Conservation and Legal Protection

 West Indian manatees in the United States are protected under federal law by the Marine Mammal Protection Act of 1972 and the Endangered Species Act of 1973, which make it illegal to harass, hunt, capture, or kill any marine mammal.

West Indian manatees are also protected by the Florida Manatee Sanctuary Act of 1978.



 The Florida Manatee Recovery Plan was developed as a result of the Endangered Species Act. The recovery plan is coordinated by the U.S. Fish & Wildlife Service (USFWS) and sets forth a list of tasks geared toward recovering manatees from their current endangered status.

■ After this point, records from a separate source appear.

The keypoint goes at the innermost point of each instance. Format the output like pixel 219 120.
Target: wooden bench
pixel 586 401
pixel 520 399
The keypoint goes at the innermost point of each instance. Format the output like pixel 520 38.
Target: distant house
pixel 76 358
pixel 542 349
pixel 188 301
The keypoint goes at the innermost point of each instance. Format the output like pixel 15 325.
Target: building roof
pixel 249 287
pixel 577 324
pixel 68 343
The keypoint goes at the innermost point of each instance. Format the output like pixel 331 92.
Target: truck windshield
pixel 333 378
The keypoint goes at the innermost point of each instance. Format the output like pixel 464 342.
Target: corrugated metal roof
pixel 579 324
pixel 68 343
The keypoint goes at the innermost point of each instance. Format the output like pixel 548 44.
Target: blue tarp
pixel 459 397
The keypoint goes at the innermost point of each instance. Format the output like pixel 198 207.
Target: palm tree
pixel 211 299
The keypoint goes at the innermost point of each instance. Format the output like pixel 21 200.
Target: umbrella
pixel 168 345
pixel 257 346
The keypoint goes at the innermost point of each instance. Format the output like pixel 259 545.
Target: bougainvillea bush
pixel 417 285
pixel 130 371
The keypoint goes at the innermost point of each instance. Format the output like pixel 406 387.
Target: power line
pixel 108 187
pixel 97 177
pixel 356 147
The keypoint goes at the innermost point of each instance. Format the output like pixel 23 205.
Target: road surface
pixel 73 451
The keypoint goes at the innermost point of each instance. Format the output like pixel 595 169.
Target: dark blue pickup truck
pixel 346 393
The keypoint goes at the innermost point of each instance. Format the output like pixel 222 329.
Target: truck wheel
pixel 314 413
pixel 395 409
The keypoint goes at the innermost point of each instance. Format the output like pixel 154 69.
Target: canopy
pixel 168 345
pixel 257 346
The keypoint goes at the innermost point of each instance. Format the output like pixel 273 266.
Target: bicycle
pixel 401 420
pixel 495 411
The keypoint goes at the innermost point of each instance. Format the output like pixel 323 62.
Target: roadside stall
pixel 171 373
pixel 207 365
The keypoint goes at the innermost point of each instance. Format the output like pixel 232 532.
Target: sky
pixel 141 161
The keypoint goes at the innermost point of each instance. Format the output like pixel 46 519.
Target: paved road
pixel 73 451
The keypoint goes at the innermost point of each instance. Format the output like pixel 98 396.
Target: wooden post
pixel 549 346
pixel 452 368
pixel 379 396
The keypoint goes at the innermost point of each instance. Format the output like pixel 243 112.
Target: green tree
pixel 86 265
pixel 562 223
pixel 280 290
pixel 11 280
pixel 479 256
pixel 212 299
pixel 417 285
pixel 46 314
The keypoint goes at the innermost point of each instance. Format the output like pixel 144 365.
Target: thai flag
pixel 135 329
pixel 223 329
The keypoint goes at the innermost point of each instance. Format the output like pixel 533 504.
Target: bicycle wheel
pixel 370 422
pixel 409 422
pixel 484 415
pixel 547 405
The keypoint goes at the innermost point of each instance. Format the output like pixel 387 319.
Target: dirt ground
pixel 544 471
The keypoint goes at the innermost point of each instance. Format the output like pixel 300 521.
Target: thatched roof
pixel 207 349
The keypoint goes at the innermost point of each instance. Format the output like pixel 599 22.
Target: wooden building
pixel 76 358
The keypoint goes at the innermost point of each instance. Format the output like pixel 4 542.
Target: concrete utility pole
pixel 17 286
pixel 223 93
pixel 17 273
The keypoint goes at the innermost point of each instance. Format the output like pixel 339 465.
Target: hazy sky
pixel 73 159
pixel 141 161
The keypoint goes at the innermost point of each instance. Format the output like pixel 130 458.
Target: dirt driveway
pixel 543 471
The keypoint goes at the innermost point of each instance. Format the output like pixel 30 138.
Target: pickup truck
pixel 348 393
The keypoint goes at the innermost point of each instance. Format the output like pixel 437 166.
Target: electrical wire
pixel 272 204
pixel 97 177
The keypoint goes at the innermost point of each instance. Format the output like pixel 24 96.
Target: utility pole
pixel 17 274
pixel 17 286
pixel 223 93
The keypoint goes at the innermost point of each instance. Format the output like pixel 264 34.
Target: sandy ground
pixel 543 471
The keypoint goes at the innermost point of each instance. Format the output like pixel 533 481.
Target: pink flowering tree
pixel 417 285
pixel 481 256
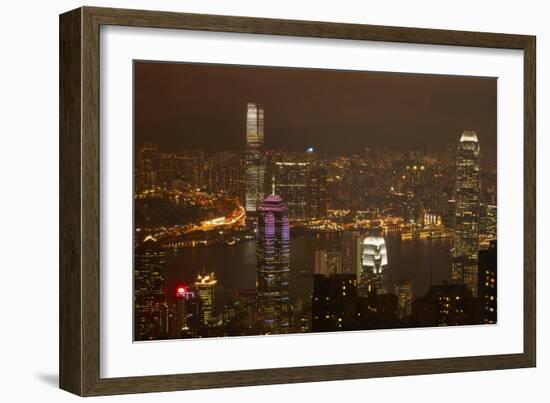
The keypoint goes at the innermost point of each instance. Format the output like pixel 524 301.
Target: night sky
pixel 203 106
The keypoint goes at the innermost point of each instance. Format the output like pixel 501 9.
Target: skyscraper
pixel 205 286
pixel 317 193
pixel 328 262
pixel 351 253
pixel 255 158
pixel 466 238
pixel 487 291
pixel 333 305
pixel 149 289
pixel 291 183
pixel 403 290
pixel 273 265
pixel 374 263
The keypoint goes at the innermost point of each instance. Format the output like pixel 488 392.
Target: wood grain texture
pixel 70 106
pixel 80 195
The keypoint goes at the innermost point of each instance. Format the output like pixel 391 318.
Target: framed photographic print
pixel 250 201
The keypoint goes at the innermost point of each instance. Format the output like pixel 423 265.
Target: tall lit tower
pixel 403 290
pixel 273 265
pixel 205 286
pixel 466 238
pixel 374 262
pixel 255 158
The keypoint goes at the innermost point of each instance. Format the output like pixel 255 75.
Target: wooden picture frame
pixel 79 349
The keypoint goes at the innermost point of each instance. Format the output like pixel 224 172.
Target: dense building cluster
pixel 189 199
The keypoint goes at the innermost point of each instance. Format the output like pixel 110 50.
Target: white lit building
pixel 374 264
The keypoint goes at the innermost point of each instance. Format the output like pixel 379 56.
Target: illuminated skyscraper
pixel 291 182
pixel 351 253
pixel 328 262
pixel 403 290
pixel 466 238
pixel 255 158
pixel 149 289
pixel 317 194
pixel 273 265
pixel 205 286
pixel 374 263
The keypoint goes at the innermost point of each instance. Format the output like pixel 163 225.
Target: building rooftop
pixel 468 135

 In October of 1989, Florida's Governor and Cabinet directed the Florida Department of Environmental protection to work with 13 "key" manatee counties in Florida to reduce injuries and deaths. 




 These counties include: Duval, Volusia, Citrus, Brevard, Indian River, St. Lucie, Martin, Palm Beach, Broward, Dade, Collier, Lee and Sarasota. Over 80% of manatee mortalities have occurred in these counties.




The first task of these 13 county governments, working with the state, is to develop site specific boat speed zones to reduce watercraft collisions.



The second task is to develop comprehensive manatee protection plans (MPP) at the local level. Twelve of the 13 key counties have implemented boat speed zones for manatee protection.



Other conservation measures deemed important to saving manatees include: research covering the biology, mortality, population and distribution, behavior, and habitat of manatees.


As well as implementation of management plans; posting of regulatory speed signs and levying of fines for excess speeds in designated areas; manatee education and public awareness programs; and public acquisition of critical habitat and creation of sanctuaries have also been enforced.